The trial was halted early due to overwhelming efficacy of the treatment effect and therefore, there was reduced power to show an effect of improving interval times. However, the average change in speed of treatment over the course of the trial is clinically meaningful and is approximately consistent with the observed improvement in clinical benefit based upon the predicted effect of faster treatment derived from past trials.^8,6

A learning effect was present in the trial with improving outcomes in both the endovascular and control groups.
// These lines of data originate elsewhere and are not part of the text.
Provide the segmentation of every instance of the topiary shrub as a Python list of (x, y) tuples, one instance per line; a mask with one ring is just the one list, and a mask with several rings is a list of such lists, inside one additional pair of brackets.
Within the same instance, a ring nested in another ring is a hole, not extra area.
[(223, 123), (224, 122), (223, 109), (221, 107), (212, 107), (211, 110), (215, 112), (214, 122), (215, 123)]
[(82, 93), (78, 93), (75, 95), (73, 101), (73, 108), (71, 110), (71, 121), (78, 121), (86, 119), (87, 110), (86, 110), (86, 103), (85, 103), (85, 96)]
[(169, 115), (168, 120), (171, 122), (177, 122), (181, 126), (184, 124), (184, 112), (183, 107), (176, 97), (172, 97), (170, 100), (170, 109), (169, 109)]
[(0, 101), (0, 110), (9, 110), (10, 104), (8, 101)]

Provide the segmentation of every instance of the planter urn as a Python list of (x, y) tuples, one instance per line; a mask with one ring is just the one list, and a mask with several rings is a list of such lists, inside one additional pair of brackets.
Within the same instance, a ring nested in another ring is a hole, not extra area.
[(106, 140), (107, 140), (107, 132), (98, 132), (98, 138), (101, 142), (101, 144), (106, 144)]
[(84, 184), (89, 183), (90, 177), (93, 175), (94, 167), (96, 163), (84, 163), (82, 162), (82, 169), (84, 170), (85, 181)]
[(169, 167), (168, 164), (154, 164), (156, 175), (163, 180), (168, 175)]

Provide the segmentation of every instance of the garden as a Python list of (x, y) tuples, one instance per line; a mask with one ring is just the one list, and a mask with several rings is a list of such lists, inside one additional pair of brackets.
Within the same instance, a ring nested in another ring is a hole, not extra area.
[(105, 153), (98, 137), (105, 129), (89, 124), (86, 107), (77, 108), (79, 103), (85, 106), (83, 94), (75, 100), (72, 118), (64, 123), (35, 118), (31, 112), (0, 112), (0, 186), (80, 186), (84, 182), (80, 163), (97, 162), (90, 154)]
However, the widening treatment effect size persisted over and above the improvement in the control group. Other reasons may have contributed to an improving treatment effect such as improving endovascular treatment technique, something which we could not easily measure and therefore not adjust for. While we cannot conclude that the quality improvement process was the single reason why we observed improving outcomes over time, it is plausible that it is a major contributing cause. Quality improvement measures within clinical stroke trials are important components of the trial process and ultimately, trial success. Finally, quality improvement processes should also continue as standard practice at each site beyond the clinical trial to ensure the best clinical outcomes.